Kerja keras dan berkarya, itulah takdir manusia. Pernahkah kita merenungkan apa yang kita lakukan? Bekerja, meninggalkan rumah setiap pagi hari, dimulai sejak kita mengenal sekolah. Untuk apa? Sekolah, belajar agar menjadi orang yang terpelajar, agar kelak memperoleh pekerjaan yang layak, agar kelak memperoleh penghasilan yang cukup. Pertanyaannya adalah, seberpa cukup?
Seorang ayah bekerja pagi sampai malam, demikian juga bunda? Apa yang kita cari? Bekal untuk anak kita? Bekal seperti apa? Karena, pada saat yang sama, kita telah merampas bekal yang lain yang harusnya milik mereka. Waktu untuk bercanda, waktu untuk mendampingi, waktu untuk mengajarkan etika dan budi pekerti yang baik, semua itu telah kita (para orang tua) habiskan di tempat kerja, hanya karena kita ketakutan tak mampu membekali anak-anak kita dengan bekal duniawi.
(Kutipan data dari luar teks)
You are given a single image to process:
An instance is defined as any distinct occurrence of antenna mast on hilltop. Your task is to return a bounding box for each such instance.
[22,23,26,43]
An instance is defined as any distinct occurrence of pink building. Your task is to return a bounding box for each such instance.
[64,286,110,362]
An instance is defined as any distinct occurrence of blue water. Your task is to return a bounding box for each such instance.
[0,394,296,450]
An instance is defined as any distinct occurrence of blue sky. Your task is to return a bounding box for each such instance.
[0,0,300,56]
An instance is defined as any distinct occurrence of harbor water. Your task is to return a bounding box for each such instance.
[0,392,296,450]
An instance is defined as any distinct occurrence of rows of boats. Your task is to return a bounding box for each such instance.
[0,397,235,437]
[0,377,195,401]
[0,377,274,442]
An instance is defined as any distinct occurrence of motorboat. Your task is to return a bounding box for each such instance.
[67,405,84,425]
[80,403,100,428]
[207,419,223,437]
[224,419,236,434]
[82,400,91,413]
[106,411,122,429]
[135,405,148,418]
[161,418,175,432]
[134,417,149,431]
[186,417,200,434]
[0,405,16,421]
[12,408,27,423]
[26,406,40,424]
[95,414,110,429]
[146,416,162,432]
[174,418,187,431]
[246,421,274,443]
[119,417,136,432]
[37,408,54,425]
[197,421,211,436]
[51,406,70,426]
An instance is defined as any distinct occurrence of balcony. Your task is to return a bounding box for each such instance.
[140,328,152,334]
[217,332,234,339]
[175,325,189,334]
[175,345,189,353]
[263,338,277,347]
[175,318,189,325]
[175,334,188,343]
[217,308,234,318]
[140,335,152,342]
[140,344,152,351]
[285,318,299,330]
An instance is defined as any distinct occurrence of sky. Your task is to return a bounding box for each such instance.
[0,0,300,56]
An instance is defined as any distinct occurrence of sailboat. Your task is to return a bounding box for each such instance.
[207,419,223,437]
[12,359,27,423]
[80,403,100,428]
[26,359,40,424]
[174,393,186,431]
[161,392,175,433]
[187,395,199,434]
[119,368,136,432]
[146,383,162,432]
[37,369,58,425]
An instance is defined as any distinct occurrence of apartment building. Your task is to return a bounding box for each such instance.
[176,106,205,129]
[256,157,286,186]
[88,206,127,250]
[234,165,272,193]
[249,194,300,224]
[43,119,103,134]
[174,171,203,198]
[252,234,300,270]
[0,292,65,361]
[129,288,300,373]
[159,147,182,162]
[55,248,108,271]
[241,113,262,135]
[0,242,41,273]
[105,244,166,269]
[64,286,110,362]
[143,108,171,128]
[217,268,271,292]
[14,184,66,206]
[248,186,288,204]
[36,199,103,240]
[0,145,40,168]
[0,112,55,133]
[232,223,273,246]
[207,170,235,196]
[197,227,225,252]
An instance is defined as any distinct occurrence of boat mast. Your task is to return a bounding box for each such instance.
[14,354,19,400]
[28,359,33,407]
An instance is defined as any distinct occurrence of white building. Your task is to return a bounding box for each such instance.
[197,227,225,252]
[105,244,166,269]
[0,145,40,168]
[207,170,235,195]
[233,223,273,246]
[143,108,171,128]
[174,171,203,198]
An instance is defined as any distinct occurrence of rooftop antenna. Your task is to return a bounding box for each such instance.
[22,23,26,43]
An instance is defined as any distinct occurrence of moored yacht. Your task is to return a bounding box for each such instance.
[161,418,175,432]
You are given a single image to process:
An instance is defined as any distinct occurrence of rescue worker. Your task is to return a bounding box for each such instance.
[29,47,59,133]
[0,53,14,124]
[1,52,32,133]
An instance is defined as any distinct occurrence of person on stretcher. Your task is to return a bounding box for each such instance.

Pekerja yang bijak mengatur jadwal waktunya dengan baik, seperti yang dilakukan petani-petani yang "belum modern". Mereka tahu, kapan harus bekerja, kapan harus beraktivitas sosial. Mereka mengikuti jam alam, bukan dalam satuan 24 jam dalam sehari, tetapi dengan aturan yang sangat fleksibel. Ada subuh, ada tengah hari, ada sore hari, ada malam hari. Tak ada satuan yang eksak, karena mereka tak ingin diperbudak oleh waktu.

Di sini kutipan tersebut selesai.